Our purpose is to inform and debate about the complex choices that leaders and technologists face — in digitalization, business transformation, IT modernisation, MDM strategy, enterprise data integration, operations, governance, organisational change management and other technical and business domains — and the impact of their decisions.
Lifecycle of things
Product Lifecycle Management (PLM) applications are often referred as a 'single system of record' for product data across the product creation lifecycle. Product and process information flows from PLM to downstream systems, namely Enterprise Resource Planning (ERP) and Manufacturing Execution Systems (MES). As products mature throughout their respective lifecycle, the need for close-loop integration increases.
Simply put, the combined digital ecosystem PLM+ERP+MES and its related process portfolio provide creation, strategy alignment and operational backbone of the enterprise, for project teams and supplier base to collaborate. Regulatory compliance and data traceability requires effective integration levels, upstream and downstream across the three platforms and their respective purpose. This includes the need of customer requirement ('voice of the customer') integration, typically handled by Customer Relationship Management (CRM) systems.

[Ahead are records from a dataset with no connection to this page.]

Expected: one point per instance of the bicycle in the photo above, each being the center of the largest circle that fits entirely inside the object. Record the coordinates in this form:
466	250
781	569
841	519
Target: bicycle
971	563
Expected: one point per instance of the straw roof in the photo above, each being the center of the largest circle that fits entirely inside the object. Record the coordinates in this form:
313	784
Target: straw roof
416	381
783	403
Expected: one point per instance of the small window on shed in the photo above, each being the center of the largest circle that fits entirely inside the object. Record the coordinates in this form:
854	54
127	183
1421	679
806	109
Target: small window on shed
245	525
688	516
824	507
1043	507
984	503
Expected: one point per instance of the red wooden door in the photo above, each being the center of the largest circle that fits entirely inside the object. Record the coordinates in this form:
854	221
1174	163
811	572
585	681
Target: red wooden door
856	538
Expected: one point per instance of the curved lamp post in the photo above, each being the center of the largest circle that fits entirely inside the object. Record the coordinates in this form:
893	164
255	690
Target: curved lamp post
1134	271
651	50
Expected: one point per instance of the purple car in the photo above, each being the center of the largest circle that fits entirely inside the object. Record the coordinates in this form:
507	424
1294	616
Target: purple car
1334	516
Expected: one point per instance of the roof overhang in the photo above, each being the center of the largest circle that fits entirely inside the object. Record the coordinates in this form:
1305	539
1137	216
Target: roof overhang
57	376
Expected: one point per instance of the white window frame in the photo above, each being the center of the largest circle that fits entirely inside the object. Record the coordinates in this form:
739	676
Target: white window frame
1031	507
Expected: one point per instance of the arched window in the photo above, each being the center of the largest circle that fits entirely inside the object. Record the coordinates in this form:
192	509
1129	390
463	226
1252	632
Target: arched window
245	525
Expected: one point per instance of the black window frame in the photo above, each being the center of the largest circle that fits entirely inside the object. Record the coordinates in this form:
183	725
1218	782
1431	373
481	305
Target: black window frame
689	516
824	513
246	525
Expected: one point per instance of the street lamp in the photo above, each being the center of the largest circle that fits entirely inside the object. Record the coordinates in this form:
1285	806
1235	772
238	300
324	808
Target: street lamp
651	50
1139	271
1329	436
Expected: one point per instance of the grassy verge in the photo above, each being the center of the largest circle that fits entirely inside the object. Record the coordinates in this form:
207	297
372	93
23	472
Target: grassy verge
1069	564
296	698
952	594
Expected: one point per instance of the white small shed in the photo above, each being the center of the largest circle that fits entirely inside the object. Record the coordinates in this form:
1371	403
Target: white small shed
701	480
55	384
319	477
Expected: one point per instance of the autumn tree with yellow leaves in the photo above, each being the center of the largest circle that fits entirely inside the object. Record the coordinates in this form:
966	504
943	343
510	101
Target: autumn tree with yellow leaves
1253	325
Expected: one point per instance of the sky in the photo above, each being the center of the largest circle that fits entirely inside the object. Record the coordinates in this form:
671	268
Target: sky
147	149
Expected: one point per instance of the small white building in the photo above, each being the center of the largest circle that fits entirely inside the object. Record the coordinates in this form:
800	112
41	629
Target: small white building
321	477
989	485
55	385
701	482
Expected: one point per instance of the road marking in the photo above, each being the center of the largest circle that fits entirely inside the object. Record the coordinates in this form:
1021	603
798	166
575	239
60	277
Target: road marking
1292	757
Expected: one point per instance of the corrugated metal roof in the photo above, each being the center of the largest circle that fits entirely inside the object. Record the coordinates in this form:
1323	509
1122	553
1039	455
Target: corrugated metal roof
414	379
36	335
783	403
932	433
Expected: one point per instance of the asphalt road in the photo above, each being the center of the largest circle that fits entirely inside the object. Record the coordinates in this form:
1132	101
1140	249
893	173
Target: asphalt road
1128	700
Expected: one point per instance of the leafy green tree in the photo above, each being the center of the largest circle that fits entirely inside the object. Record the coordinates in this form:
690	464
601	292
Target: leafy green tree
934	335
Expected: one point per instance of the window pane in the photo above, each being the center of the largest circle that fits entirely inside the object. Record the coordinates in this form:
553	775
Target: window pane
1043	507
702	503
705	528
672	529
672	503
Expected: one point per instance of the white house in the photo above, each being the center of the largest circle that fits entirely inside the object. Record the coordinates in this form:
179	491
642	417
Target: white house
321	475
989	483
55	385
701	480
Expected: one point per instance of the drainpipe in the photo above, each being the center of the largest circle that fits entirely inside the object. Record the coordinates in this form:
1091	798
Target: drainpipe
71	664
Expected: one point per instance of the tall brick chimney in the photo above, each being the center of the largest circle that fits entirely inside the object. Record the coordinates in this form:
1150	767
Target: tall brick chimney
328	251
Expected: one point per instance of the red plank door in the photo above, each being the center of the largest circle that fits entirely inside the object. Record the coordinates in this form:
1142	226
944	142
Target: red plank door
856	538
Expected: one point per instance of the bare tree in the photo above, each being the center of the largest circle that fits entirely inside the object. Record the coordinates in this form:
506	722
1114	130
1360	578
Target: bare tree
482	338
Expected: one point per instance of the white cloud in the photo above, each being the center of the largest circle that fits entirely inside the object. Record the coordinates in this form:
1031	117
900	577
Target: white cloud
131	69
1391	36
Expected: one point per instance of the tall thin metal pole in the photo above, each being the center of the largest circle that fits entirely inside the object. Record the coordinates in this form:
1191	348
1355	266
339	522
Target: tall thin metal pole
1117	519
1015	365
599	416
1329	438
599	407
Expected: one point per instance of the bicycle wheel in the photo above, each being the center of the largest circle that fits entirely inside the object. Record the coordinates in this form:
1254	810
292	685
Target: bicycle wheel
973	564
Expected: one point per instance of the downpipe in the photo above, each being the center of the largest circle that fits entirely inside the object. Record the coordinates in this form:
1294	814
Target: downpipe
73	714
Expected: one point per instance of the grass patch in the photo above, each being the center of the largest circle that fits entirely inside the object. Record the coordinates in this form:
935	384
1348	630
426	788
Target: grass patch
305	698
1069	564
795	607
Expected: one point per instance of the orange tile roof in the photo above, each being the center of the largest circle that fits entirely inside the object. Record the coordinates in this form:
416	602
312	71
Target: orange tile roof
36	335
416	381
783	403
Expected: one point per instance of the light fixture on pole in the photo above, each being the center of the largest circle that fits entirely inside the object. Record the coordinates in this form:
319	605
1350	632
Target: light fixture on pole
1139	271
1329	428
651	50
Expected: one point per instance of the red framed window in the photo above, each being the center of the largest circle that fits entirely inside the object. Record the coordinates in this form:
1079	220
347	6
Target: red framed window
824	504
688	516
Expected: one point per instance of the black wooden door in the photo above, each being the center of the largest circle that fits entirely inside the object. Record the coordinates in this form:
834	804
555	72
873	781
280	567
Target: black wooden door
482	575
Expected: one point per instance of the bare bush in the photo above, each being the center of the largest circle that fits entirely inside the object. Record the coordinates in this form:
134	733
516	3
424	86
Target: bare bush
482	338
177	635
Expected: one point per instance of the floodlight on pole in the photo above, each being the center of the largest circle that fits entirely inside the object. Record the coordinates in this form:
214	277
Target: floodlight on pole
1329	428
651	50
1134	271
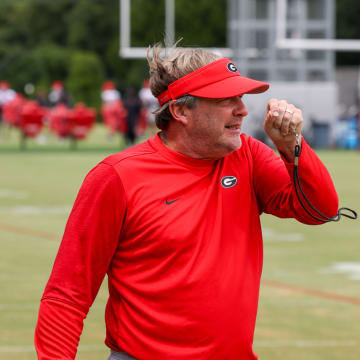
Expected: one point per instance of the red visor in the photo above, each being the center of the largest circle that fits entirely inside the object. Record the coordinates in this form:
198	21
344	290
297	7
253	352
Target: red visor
219	79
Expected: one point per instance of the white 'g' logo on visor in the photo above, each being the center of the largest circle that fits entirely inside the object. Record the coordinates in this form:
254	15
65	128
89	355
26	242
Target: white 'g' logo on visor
231	67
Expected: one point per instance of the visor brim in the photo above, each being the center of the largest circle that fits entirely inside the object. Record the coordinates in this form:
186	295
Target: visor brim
229	87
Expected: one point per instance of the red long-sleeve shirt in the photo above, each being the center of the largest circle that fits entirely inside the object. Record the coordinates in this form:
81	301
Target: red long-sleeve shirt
180	240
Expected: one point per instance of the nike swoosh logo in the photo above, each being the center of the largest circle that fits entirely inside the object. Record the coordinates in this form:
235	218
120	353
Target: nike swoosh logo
167	202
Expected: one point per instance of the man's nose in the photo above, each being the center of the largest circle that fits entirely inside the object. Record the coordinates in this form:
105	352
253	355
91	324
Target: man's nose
240	108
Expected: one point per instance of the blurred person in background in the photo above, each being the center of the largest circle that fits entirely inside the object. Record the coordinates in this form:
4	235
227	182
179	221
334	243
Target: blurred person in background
6	95
132	105
109	93
175	221
150	103
58	95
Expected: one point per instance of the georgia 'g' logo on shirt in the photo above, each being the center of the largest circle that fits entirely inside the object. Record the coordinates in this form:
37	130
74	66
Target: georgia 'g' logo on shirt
228	181
232	67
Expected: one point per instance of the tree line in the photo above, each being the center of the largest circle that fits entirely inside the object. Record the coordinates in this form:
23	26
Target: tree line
77	41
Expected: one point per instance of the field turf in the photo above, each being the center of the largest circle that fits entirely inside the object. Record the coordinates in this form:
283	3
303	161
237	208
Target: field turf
310	295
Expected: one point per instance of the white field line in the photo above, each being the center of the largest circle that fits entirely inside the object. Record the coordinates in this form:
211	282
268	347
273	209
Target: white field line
18	307
271	235
13	194
351	269
31	349
36	210
306	343
257	344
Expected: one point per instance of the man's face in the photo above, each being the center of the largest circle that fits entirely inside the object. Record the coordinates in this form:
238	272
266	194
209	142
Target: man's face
214	126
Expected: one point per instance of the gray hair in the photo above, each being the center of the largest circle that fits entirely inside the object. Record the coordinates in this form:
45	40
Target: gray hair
168	68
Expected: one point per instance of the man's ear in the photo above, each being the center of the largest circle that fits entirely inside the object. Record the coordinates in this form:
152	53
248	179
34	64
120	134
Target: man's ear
179	112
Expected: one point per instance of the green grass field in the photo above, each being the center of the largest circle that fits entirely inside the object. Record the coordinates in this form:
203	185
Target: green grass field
307	310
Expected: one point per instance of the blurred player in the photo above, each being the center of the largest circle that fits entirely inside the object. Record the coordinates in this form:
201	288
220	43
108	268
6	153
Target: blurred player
150	103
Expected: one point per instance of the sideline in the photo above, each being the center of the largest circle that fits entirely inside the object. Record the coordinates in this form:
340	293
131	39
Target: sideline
265	282
312	292
27	231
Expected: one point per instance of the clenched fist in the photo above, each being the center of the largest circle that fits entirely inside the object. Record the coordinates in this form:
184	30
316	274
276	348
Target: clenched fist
282	122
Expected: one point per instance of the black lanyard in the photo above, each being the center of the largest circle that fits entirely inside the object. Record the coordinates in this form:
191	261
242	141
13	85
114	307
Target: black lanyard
319	215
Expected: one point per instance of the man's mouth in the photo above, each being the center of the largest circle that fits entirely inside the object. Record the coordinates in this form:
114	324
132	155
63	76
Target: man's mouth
233	127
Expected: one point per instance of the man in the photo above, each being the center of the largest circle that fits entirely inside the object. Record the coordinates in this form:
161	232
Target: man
174	222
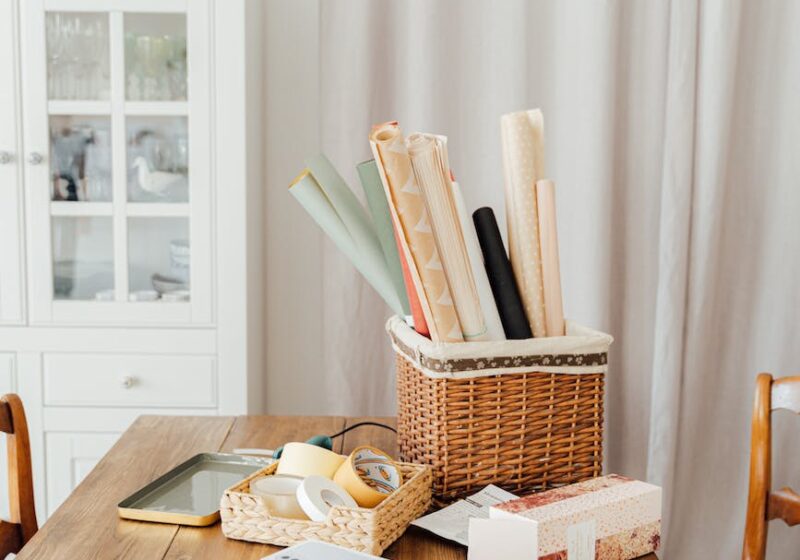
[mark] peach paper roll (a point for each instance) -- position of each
(523, 164)
(407, 201)
(548, 244)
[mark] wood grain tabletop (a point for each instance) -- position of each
(86, 525)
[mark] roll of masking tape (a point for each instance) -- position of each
(369, 475)
(302, 459)
(317, 495)
(280, 495)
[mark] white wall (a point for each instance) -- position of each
(293, 278)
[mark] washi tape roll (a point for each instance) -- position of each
(302, 459)
(280, 495)
(369, 475)
(317, 495)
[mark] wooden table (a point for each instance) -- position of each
(87, 526)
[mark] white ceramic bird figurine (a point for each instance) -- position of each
(156, 182)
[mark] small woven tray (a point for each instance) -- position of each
(246, 517)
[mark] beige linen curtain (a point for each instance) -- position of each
(672, 131)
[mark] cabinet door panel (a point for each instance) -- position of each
(118, 197)
(70, 457)
(10, 179)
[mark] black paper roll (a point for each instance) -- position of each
(501, 276)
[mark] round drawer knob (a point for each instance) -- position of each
(128, 381)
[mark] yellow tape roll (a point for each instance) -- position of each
(369, 475)
(303, 459)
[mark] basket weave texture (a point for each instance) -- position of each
(246, 517)
(524, 432)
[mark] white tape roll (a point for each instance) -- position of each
(317, 495)
(280, 495)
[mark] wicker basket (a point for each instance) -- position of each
(246, 517)
(524, 415)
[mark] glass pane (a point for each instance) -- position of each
(158, 252)
(80, 161)
(83, 258)
(158, 159)
(77, 56)
(155, 57)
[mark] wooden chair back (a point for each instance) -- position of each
(764, 505)
(22, 525)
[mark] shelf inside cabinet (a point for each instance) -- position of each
(80, 208)
(65, 107)
(157, 108)
(157, 209)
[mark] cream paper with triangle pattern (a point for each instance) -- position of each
(407, 200)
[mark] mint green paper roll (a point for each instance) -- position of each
(382, 220)
(334, 213)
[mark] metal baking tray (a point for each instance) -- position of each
(190, 493)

Virtual Reality (VR) describes an interactive computter-added experience or immersive simulation of the real, sharing important functional aspects with other things (real or imagined); by contrast of Augmented Reality (AR) which is about overlaying virtual things onto the real. VR immerses users inside virtual worlds, while AR augments the real world with virtual things. Not all virtual objects that are used today are digital models of physical objects, sometimes these objects are new concepts designed for any type of task or information encapsulation.
As technology advances, more and more things appear in digital format; any thing or object, conveniently tagged, may be able to communicate with other objects equally tagged through internet or any other protocols. Broadly speaking, this links to the Internet of Things (IoT) which rely on things communicating with other things or persons. Simply put, virtual objects are digital elements with a specific purpose, comprised of data series and which can perform dedicated actions.
As products and services mature, virtual twins evolve into full digital representations of the real. More and more objects called things which are merely physical start to be seen also in digital format. Digital twins are representations of product or service attributes, informing decision making from ideation to experimentation and service optimization. Digital twins combined with IoT enable communication and integration of physical objects (with each other) and people to automate tasks and improve efficiency.